A new report out of Princeton University suggests that computers that learn human language will, at the same time, learn human prejudices.
Written by computer scientists, the report, "Semantics derived automatically from language corpora necessarily contain human biases," discusses the use of a typical language-learning algorithm to determine the associations between various English words. The results show similar biases to those found in traditional psychology research, as well as throughout a number of topics. The authors noted they were able to replicate each bias they had tested through the use of the computer model.
One example found a gender bias, as male names were more typically associated with words such as "management" and "salary." Meanwhile, female names were found to be associated more often with words such as "home" and "family."
The report also found instances of racial bias, where European American names were more likely to be considered to be "pleasant" when compared to African American names.
Researchers for the study tested the same type of computer program used by Google's search interface and Apple's Siri, as well as additional forms of software that connect with human language, known as a machine-learning algorithm.
The report states that this type of algorithm is only capable of learning by example. Close to one trillion words were taught to the algorithm using text from the internet. The algorithm was not specifically looking for any bias, but it determined the meaning of words by looking at their proximity to one another.

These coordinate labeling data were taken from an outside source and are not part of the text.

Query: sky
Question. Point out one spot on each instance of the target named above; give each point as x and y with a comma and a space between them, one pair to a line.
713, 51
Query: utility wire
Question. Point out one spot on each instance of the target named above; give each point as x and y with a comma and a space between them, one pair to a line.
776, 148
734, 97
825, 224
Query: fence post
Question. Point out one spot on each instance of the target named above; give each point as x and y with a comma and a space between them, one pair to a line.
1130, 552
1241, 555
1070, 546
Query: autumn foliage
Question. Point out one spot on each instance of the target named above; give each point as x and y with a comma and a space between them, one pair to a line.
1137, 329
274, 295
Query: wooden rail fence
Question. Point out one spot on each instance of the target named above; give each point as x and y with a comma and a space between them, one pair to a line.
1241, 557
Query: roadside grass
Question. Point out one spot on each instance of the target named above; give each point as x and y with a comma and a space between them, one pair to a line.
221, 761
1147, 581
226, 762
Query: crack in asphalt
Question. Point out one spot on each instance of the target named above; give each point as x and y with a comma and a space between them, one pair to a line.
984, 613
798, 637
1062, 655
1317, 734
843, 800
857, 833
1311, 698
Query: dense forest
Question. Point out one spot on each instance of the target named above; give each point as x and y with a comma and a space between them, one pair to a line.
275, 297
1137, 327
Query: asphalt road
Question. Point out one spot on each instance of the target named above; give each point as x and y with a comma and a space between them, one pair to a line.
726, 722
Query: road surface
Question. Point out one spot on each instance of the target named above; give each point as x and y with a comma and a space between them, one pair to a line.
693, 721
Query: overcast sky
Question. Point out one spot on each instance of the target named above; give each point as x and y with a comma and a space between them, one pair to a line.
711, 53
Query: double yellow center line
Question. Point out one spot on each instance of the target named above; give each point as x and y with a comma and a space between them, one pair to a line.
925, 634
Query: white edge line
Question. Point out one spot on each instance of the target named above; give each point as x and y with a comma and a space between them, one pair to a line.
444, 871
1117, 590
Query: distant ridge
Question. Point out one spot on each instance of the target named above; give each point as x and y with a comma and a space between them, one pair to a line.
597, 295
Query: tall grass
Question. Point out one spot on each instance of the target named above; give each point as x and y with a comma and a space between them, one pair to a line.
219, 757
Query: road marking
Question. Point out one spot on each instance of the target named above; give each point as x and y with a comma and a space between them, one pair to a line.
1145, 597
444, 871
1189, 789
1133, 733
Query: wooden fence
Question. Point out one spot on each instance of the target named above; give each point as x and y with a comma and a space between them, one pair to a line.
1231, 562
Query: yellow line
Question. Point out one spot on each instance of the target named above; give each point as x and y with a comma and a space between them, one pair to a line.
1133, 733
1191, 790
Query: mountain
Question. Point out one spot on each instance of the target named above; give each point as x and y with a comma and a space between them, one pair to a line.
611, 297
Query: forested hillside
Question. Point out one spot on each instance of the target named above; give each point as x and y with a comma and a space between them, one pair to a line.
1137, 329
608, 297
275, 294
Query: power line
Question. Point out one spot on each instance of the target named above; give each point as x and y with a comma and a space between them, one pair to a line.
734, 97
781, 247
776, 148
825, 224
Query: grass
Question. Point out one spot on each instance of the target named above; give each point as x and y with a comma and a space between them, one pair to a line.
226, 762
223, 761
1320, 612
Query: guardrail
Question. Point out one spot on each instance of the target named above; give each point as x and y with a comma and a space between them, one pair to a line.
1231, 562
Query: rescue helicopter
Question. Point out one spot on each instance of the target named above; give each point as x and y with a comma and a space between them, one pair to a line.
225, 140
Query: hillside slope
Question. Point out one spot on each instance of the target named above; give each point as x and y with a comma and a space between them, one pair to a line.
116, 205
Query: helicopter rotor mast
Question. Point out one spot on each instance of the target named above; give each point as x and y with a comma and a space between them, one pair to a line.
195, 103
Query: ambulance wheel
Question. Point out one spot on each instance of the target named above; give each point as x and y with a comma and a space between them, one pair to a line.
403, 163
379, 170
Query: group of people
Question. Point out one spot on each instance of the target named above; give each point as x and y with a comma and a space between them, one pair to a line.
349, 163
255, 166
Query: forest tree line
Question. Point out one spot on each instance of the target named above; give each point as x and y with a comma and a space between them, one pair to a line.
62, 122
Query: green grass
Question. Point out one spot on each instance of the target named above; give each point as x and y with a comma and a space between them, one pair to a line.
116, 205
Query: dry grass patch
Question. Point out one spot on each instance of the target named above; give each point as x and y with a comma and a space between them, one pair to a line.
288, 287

To determine how well the computer found biases, researchers looked at the strength of associations between various occupations, such as doctor and teacher, and words that describe women, such as female and woman. Researchers found the computer had quite accurately predicted the number of women working in each profession without having any understanding of jobs or work.
Algorithms are used every day to make decisions in a number of fields, including health care, criminal justice, and advertising, to name a few. Researchers for the study say that because of this, it is important to understand the biases held by computers.
A story published earlier in the year by ProPublica discussed racial bias held by systems that were used to assign "risk scores" to criminal defendants. Risk scores that were created with this bias could cause harm by placing more black people behind bars for longer periods of time than white people in a similar situation.
Researchers suggest that in order to combat this, a long-term interdisciplinary research program should be created including both cognitive scientists and ethicists. In the meantime, they state that corpora should be chosen for training machine learning that holds as little prejudice as possible. They add that more complex artificial intelligence architectures should be considered, including cognitive systems.